La mairesse adjointe de Saint-Jean, Sheila O'Leary, explique cependant que la Ville n'a pas de droit de regard sur le contenu d'une publicité. La seule raison pour laquelle la campagne a dû être approuvée par le conseil municipal, c'est en raison de nos règlements dans cette zone patrimoniale, a-t-elle expliqué. Nous ne discutons pas du contenu puisqu'il s'agirait d'une question de liberté d'expression. Le conseil municipal a donc permis à Échec au crime de placarder leurs affiches dans le centre-ville, mais n’a pas approuvé le contenu de la campagne d’affichage.

Dans un communiqué, Échec au crime indique qu'il voulait que cette campagne suscite une réaction du public et souligne qu'il apprécie tout commentaire sur comment nous pouvons continuer à rendre nos communautés plus sécuritaires. Il soutient pourtant que le but des affiches était surtout de promouvoir l'aspect anonyme de sa ligne de dénonciation. L'organisme ajoute que la seconde phase de la campagne sera lancée dans les prochains jours.
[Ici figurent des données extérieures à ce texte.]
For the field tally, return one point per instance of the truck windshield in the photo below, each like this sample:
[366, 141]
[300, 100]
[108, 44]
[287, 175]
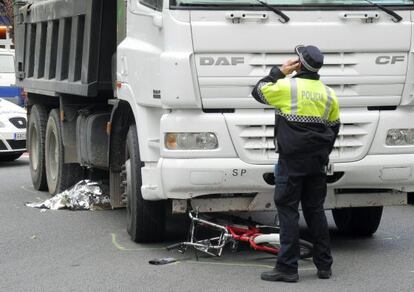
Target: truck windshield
[291, 2]
[6, 64]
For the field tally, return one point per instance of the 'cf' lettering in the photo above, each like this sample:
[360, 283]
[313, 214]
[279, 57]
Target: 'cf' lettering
[383, 60]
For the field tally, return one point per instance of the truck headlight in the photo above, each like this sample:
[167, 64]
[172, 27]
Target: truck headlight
[191, 141]
[400, 137]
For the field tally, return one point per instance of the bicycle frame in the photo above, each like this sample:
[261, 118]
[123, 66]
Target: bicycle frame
[228, 234]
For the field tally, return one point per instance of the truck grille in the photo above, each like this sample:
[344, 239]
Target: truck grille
[253, 138]
[342, 63]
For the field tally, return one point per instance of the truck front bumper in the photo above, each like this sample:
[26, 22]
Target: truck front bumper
[361, 183]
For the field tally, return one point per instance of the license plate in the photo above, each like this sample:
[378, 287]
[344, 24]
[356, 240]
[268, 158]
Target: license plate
[19, 136]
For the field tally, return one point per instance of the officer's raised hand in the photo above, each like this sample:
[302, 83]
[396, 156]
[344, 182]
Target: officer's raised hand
[289, 66]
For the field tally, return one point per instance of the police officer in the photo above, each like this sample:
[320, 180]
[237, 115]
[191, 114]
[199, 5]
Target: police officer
[306, 126]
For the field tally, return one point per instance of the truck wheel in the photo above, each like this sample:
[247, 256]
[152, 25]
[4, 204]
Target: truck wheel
[59, 175]
[145, 219]
[363, 221]
[36, 129]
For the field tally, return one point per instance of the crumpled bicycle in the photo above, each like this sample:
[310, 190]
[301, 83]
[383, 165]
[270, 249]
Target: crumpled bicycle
[259, 237]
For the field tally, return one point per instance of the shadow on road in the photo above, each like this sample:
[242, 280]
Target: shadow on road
[16, 163]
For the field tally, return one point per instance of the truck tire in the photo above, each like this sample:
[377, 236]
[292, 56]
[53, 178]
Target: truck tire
[36, 129]
[145, 219]
[363, 221]
[59, 175]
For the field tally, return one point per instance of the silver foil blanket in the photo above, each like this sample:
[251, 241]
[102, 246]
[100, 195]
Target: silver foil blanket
[85, 195]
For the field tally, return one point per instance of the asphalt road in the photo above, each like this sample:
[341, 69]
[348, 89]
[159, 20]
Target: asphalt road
[91, 251]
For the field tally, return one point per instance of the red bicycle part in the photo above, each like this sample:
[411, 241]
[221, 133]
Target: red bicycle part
[248, 235]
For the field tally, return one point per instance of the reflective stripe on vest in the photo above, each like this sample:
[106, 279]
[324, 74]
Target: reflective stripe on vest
[293, 96]
[328, 103]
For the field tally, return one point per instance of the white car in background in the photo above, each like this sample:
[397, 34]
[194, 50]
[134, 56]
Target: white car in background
[12, 131]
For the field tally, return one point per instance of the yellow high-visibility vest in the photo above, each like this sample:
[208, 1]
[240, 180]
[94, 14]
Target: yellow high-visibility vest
[302, 100]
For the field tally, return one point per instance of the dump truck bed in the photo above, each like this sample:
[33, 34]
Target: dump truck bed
[65, 47]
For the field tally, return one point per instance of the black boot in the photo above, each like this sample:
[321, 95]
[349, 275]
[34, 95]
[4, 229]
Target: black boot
[276, 275]
[324, 274]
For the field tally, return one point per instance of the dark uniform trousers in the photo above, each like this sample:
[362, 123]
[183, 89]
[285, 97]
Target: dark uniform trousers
[301, 180]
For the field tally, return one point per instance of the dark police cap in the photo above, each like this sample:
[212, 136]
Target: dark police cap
[310, 57]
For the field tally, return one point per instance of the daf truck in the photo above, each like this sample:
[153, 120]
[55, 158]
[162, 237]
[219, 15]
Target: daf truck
[153, 97]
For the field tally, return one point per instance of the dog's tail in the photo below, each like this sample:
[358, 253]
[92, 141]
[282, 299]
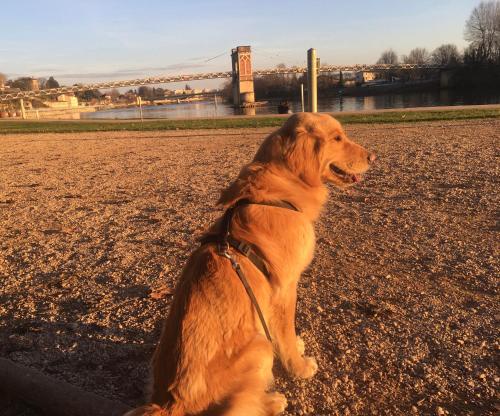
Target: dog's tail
[155, 410]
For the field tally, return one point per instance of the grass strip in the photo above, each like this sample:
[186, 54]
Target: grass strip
[76, 126]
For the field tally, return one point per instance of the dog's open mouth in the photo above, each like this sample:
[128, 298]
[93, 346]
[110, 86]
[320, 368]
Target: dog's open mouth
[344, 176]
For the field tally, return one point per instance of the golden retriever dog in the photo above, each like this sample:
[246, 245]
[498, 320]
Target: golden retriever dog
[213, 357]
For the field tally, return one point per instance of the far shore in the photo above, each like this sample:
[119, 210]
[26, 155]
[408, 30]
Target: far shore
[406, 115]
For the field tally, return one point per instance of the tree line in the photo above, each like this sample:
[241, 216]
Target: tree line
[478, 65]
[482, 31]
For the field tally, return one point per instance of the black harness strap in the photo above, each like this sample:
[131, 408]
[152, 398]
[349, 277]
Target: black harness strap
[226, 240]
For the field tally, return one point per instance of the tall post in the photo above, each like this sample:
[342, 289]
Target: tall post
[243, 92]
[312, 81]
[139, 102]
[23, 111]
[302, 96]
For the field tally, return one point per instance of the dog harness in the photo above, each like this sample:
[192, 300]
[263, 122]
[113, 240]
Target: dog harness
[225, 240]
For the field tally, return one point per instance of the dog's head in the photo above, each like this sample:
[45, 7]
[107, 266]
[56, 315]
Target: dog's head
[316, 149]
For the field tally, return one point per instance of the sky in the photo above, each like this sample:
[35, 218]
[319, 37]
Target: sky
[100, 40]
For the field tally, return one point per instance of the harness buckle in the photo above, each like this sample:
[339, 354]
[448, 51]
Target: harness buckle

Cette campagne d'affichage n'est ni fondée sur la peur ni conçue pour avoir un impact sur les citoyens et les commerçants de la province.

Échec au crime

Des résidents affichent leur mécontentement

Plusieurs résidents et dirigeants d’entreprise ont exprimé leur insatisfaction sur les médias sociaux. Jenny Wright, l'ancienne directrice générale du Conseil du statut de la femme de Saint-Jean, a déclaré sur Twitter (Nouvelle fenêtre) que la campagne est fondée sur la honte et la colère, et non la sécurité de la ville.

Le magasin d'accessoires de cannabis, Dabber Hashery, a pour sa part offert un rabais de 10 % aux clients qui arrachaient les affiches.

Le maire Danny Breen indique qu’Échec au crime aurait dû effectuer plus de consultations afin d’obtenir les impressions du public et de voir si c’était une campagne appropriée.

Selon Statistique Canada, le taux de criminalité à Saint-Jean a diminué de 9 % entre 2016 et 2017.